That’s a pretty steep increase. As with new businesses that need much electricity,
I think the new businesses should be required to provide their own desalination water as well. Days of drilling and draining aquifers as you please has to be stopped or controlled better.
Not exactly. If you get your info from the Chron, take it with a grain of salt. Thomlinson is a notorious anti-O&G writer
In March 2017, then-city manager Margie Rose sent a letter to ExxonMobil, the world’s largest private oil company, that said, “because the City aggressively protects water resources for the future by implementing a matrix of supply strategies, we feel that we have sufficient water supplies to meet your needs.”
I don’t know all of the details behind what caused the delays and cost increases, and it seems like the contractor didn’t offer much illumination.

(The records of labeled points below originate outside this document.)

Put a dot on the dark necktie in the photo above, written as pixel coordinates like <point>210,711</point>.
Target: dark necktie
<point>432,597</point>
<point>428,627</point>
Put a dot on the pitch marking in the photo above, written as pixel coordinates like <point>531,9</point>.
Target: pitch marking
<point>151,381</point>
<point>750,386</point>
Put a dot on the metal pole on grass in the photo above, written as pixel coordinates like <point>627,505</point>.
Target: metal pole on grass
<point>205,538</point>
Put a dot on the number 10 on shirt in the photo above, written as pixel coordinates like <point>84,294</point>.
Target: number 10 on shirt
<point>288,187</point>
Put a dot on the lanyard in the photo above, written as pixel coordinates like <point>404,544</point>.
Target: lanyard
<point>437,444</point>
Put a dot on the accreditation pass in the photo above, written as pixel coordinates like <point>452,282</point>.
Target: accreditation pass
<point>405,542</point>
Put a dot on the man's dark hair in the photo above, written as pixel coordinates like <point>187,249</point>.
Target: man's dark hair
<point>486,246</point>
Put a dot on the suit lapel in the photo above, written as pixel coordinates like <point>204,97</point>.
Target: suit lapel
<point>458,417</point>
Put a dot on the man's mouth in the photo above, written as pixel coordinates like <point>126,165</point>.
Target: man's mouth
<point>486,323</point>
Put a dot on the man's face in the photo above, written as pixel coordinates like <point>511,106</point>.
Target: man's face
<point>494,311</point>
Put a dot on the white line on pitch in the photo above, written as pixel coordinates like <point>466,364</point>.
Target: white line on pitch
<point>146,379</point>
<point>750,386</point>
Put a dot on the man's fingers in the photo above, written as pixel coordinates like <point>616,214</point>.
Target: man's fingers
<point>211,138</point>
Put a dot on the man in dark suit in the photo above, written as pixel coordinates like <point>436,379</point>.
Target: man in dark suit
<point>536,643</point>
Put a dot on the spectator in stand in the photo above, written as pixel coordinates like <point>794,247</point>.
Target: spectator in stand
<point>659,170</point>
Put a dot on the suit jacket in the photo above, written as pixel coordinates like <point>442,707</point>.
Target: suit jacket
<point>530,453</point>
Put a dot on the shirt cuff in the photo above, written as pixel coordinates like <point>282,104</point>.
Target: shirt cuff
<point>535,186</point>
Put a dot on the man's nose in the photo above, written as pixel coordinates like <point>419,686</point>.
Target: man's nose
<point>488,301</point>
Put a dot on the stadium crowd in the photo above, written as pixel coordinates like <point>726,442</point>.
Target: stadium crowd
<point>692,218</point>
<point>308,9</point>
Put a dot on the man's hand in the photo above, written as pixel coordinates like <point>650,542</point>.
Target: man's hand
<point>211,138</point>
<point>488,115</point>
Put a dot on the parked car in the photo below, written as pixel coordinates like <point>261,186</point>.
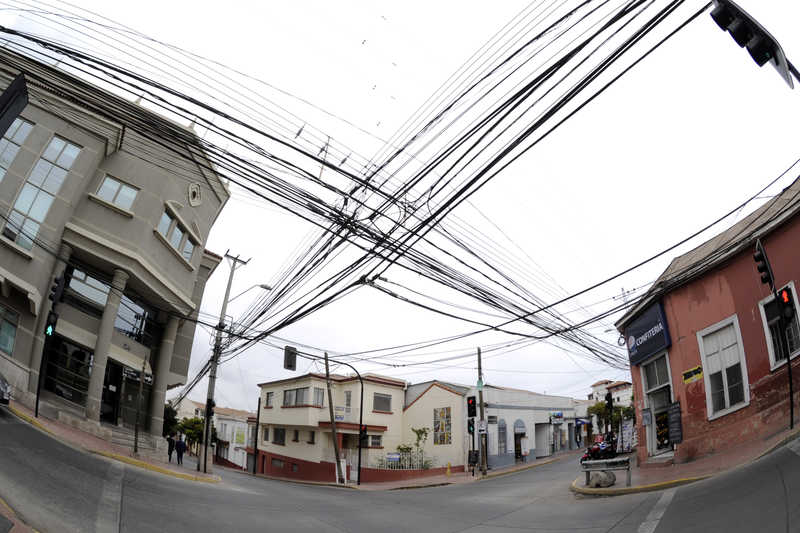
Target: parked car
<point>5,390</point>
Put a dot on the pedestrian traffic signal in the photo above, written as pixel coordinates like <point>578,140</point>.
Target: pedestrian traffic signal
<point>50,324</point>
<point>290,358</point>
<point>747,32</point>
<point>763,266</point>
<point>787,303</point>
<point>57,290</point>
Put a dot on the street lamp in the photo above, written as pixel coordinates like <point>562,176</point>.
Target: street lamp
<point>212,374</point>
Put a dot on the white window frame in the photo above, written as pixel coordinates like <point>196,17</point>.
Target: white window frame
<point>650,430</point>
<point>768,335</point>
<point>733,319</point>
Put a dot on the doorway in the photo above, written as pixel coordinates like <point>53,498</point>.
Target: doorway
<point>112,384</point>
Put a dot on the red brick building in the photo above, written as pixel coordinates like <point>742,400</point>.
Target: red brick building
<point>703,343</point>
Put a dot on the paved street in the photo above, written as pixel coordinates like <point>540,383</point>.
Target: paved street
<point>55,488</point>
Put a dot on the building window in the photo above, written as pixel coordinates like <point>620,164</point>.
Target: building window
<point>502,446</point>
<point>39,191</point>
<point>770,314</point>
<point>176,235</point>
<point>8,329</point>
<point>10,143</point>
<point>117,193</point>
<point>295,397</point>
<point>319,397</point>
<point>442,431</point>
<point>382,402</point>
<point>725,370</point>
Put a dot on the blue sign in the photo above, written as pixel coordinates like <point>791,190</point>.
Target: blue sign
<point>647,335</point>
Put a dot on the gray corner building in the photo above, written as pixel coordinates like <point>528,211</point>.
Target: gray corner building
<point>120,201</point>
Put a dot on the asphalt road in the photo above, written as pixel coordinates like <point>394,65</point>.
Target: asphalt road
<point>56,488</point>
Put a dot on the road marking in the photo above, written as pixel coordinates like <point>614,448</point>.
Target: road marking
<point>111,502</point>
<point>651,522</point>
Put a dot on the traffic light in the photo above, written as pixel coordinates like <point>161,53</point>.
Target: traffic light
<point>290,358</point>
<point>747,32</point>
<point>787,303</point>
<point>762,265</point>
<point>57,290</point>
<point>50,325</point>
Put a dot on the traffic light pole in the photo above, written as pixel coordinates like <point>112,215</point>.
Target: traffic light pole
<point>483,440</point>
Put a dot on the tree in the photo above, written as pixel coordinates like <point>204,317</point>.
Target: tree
<point>170,420</point>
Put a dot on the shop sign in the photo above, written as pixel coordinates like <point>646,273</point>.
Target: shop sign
<point>693,374</point>
<point>675,427</point>
<point>648,334</point>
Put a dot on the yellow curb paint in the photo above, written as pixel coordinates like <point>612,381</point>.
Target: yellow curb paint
<point>575,487</point>
<point>154,468</point>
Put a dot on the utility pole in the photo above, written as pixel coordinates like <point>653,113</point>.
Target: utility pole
<point>138,409</point>
<point>212,374</point>
<point>482,426</point>
<point>255,439</point>
<point>333,422</point>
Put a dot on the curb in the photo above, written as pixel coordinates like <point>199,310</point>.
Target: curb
<point>129,460</point>
<point>575,487</point>
<point>154,468</point>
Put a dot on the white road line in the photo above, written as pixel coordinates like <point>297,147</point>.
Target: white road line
<point>651,522</point>
<point>107,519</point>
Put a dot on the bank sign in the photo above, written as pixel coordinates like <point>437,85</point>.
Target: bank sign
<point>647,335</point>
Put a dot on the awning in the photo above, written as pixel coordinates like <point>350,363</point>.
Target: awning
<point>88,340</point>
<point>8,280</point>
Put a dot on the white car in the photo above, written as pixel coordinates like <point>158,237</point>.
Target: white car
<point>5,390</point>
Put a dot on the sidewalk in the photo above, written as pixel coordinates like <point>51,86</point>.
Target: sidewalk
<point>646,477</point>
<point>76,438</point>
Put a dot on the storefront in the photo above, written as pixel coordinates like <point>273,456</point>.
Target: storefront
<point>648,341</point>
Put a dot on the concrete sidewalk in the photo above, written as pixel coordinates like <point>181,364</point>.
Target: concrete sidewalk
<point>84,441</point>
<point>650,477</point>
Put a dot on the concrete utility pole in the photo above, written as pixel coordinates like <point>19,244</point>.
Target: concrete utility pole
<point>483,440</point>
<point>212,374</point>
<point>138,408</point>
<point>333,421</point>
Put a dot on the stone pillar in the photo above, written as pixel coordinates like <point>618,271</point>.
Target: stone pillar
<point>103,344</point>
<point>44,308</point>
<point>159,390</point>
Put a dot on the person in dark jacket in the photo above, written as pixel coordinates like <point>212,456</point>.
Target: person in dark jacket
<point>170,447</point>
<point>180,447</point>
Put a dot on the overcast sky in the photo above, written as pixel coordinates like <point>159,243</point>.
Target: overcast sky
<point>688,134</point>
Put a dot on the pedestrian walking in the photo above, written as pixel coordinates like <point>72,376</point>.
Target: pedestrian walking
<point>180,447</point>
<point>170,446</point>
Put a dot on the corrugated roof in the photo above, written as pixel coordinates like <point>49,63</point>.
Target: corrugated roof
<point>720,248</point>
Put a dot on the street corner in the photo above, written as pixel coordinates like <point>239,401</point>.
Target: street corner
<point>155,468</point>
<point>578,488</point>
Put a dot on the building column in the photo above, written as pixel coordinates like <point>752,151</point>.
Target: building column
<point>103,344</point>
<point>159,390</point>
<point>46,305</point>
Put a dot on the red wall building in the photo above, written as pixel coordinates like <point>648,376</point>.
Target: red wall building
<point>704,340</point>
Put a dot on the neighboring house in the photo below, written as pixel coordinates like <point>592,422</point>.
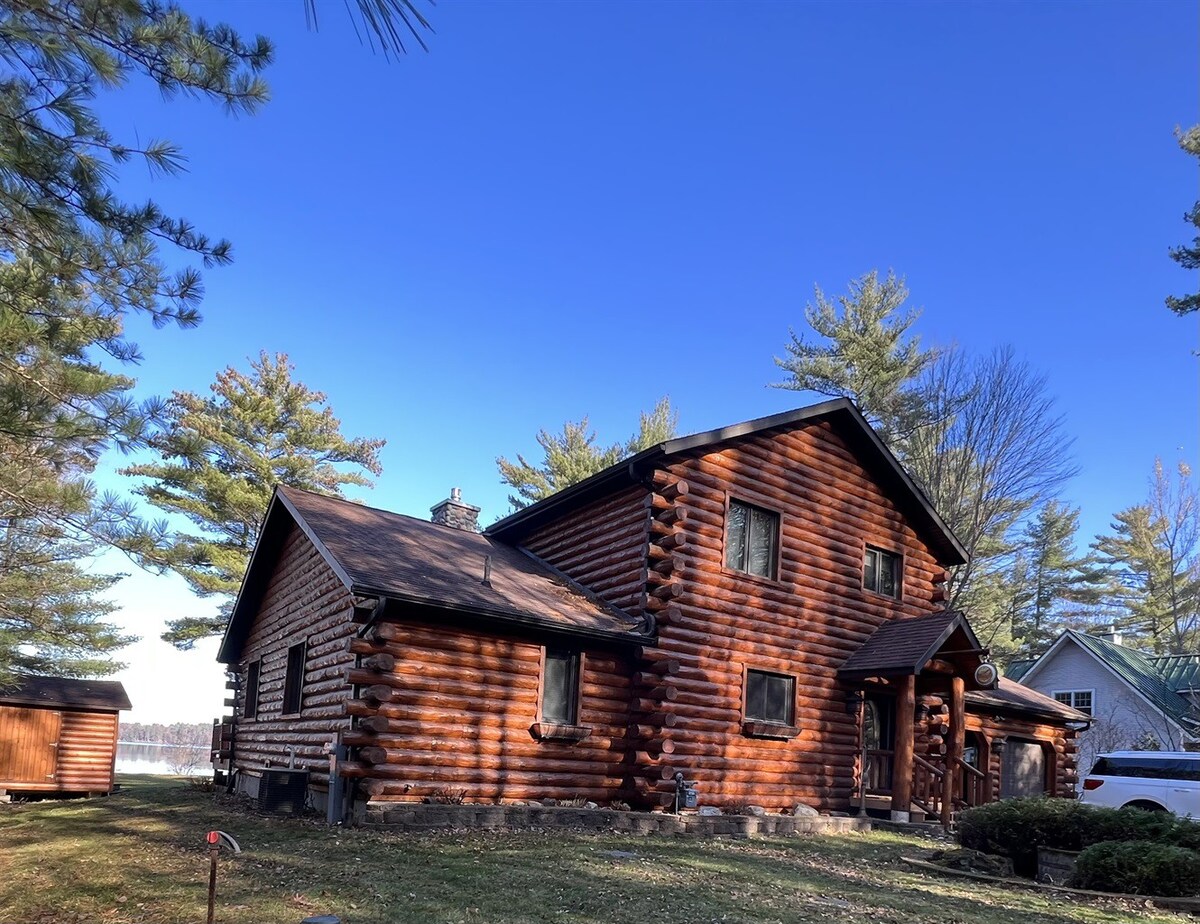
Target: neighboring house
<point>754,609</point>
<point>59,735</point>
<point>1134,699</point>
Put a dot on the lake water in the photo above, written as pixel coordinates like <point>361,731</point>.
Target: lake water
<point>162,760</point>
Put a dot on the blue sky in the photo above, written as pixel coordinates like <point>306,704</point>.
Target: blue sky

For all I know, the city might have made the right call in canceling what could have turned out to be a disastrous financial deal.
As far as bearing the cost, I think there’s some middle ground to be explored. Just like it’s unreasonable to expect a city and its residents to bear the cost, I don’t think the businesses should necessarily have to pay for the whole thing, either.
The problem we’re having across the state is that water supply and infrastructure is managed in a wholly inefficient manner. To some extent, it needs to be treated similarly to electricity with projects and resources pooled, rather than leaving it to haphazard local projects.
92010Coogs
(I took a lie detector test...No I did not)
20
Corpus failed to plan. This is not new news from reading the reports. Could they have push for a half cent tax to pay for it? That is on them. The water shortage is a Nationwide issue due to terrible planning from the elected leaders. California is a prime example for not having adequate storage tanks. When torrential rain comes down 99% of it ends up in the ocean. Bills are passed to build new tanks but they are…not built. Where is that money going? Texas has torrential rain much more frequently. What is it going to take to build an infrastructure that will be effective? The Egyptians, Greeks and Romans built aqueducts still in use today.